If you're buying a rental home in the U.K. you're making the Bank of England nervous.
Governor Mark Carney and his colleagues have repeatedly said a surge in buy-to-let property investment may pose a risk to financial stability. With the central bank's Financial Policy Committee grappling with that question, it's trying to get extra powers to intervene in the market. A U.K. Treasury consultation on new tools for the institution closes on Friday.

Policy makers are worried because almost seven years of record-low benchmark borrowing costs and measly savings rates have bolstered appetite for property. At the end of last year, mortgages taken out by investors were rising more than twice as fastthose for owner occupiers and now the totals are creeping toward pre-recession levels.
Against that backdrop, the FPC wants powers to curb loan-to-value ratios and interest-coverage ratios in the buy-to-let market.
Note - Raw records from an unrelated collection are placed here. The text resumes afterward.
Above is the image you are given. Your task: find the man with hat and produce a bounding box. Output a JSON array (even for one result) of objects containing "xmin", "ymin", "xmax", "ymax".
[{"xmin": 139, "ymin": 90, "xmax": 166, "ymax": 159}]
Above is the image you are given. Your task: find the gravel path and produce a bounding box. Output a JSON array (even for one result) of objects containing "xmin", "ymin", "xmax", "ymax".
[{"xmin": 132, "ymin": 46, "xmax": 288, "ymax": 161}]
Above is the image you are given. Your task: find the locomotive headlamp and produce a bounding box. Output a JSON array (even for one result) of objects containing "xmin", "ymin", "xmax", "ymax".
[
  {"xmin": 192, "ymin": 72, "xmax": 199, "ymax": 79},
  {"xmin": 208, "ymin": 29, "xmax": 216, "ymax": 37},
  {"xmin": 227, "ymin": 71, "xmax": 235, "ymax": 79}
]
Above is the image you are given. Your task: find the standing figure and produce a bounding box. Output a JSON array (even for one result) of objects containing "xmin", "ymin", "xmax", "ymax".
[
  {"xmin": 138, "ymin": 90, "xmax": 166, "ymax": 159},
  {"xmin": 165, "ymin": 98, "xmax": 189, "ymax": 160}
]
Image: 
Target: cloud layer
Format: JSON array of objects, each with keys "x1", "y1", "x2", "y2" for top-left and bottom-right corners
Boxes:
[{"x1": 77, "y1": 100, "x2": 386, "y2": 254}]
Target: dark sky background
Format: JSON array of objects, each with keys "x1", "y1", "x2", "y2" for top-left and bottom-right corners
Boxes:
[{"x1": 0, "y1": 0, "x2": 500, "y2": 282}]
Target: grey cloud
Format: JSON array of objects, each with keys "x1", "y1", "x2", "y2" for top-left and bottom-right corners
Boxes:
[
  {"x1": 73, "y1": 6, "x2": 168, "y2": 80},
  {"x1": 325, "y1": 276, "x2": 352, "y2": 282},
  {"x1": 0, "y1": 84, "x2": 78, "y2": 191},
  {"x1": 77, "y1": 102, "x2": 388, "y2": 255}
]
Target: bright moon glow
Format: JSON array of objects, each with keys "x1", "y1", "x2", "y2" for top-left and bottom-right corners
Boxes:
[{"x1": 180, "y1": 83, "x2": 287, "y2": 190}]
It's already got those for the owner-occupier segment and this would bring property investors into line.

Carney will lead a meeting of the FPC on March 23, and while it won't have these powers by then, buy-to-let will probably feature in their discussions.
BOE Deputy Governor for Financial Stability Jon Cunliffe, a member of the committee, said this month that housing risks are increasing. He also singled out buy-to-let lending as a potential threat on the grounds that any downturn in the market could be amplified if it all investors wanted to sell at the same time.
"There could be risks to financial stability if it starts a spiral downward. We don’t have much experience of a stock of buy-to-let mortgage investors of this size."